For the project, I have needed help both from the faculty member and others working in the tutoring center with me. The biggest issue I faced was ensuring that all the Peer Mentors were inputting data uniformly. Initially, some were using notations different from the structured format. Another less consequential issue was collecting data from students who had missed their mentoring session. Mentoring sessions were conducted weekly, hence collecting missing data did not require finding or searching for the participants. Fortunately, the mentors were able to meet with the students weekly so if they missed one week then they were able to gather data the following week. The data validation was based on errors found; there is a structured format for the data sheet where we collect the data, thus there is a finite amount of answers that can be given for each of the questions posed. Other than this, the collection of data has been done rather smoothly. During each session the mentors conduct with the mentees, they incorporate asking the quantitative question into the lesson. Early on, we discovered the most challenging aspect was determining the overall effectiveness of the mentoring program. We relied on the self-reporting of the students who participated in the program. As with all self-reporting, the results were subjective and hardly quantifiable.

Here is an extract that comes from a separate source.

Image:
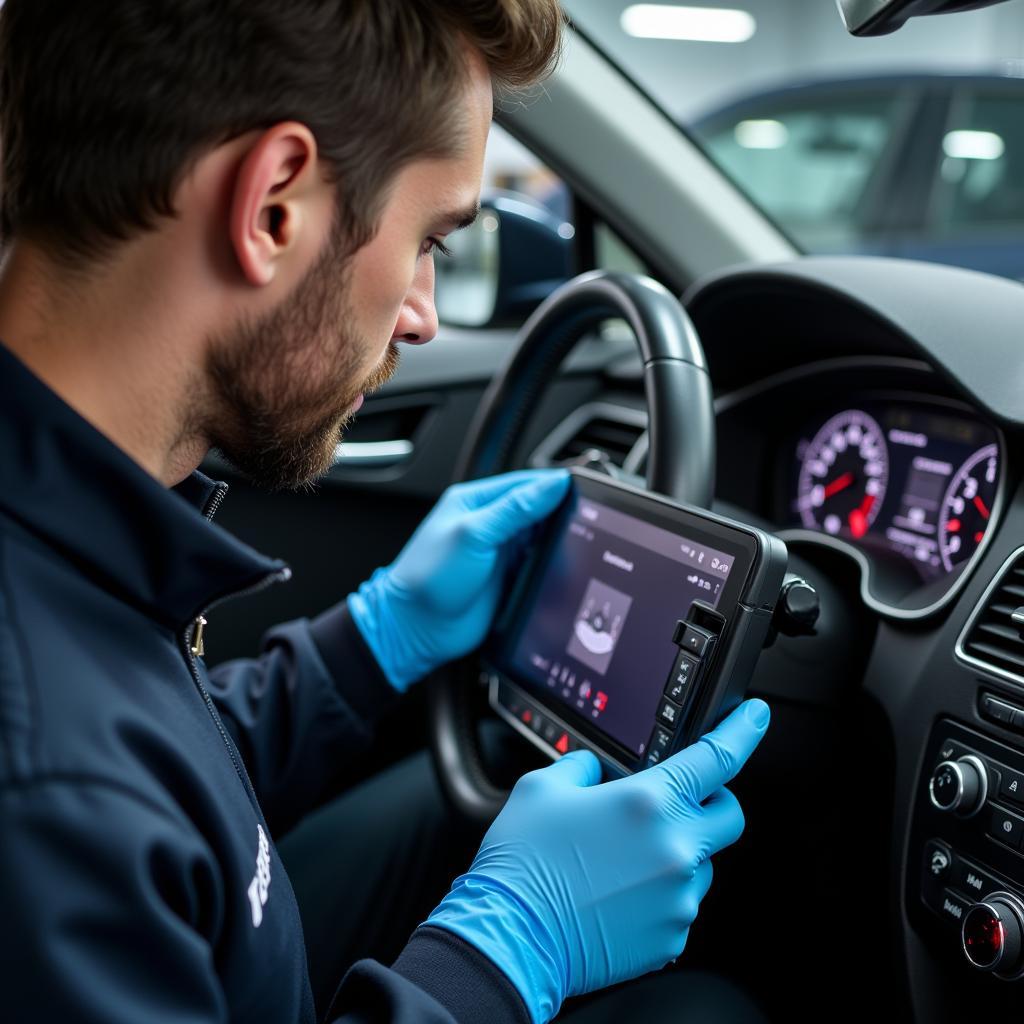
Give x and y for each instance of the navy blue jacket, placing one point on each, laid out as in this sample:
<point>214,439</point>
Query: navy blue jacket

We sought another method to see if there were any way to quantify how the strategies we were sharing had an impact on the academic success of the participants. We determined eight areas where we could use objective data to see how much time students used to employ the strategies for academic success.
Every Wednesday I meet with Professor Buffone and we discuss how the research is being collected, if there are any discrepancies in the data, what kind of data we should be taking moving forward, and also what I have been noticing when observing the data. Throughout the week, he checks in with me if he finds an issue with the collection of data or if he thinks I should be working on certain parts of the research more than others. Professor Buffone keeps me motivated to stay on track and timely with the work needing to be done because he is the one who sets the deadlines and holds me accountable for the work I do and for meeting benchmarks.
We have found that there might be a correlation between 100% attendance and 0% attendance; those with either of these traits might have higher GPAs, but we have to wait until after the semester is over to test this theory. According to this theory, some students might have come in with very competent skills, thus they are independent learners without the need for assistance from any outside parties. We have discussed what can affect GPA and when we come back from winter break, we will be able to draw conclusions from the data. We have already discussed various methods of analyzing the data that can be used to extract conclusions.
We have asked how the data collected affects the GPA of the student-athletes. Since we have conducted a preliminary review of last fall’s data, we have been able to preview what types of outcomes we expect to find after this semester. Some speculation on an outcome has been produced from the preview. Unfortunately, we do not have both semesters to base our outcomes on yet, so we are unable of what type of conclusion we are expected to find.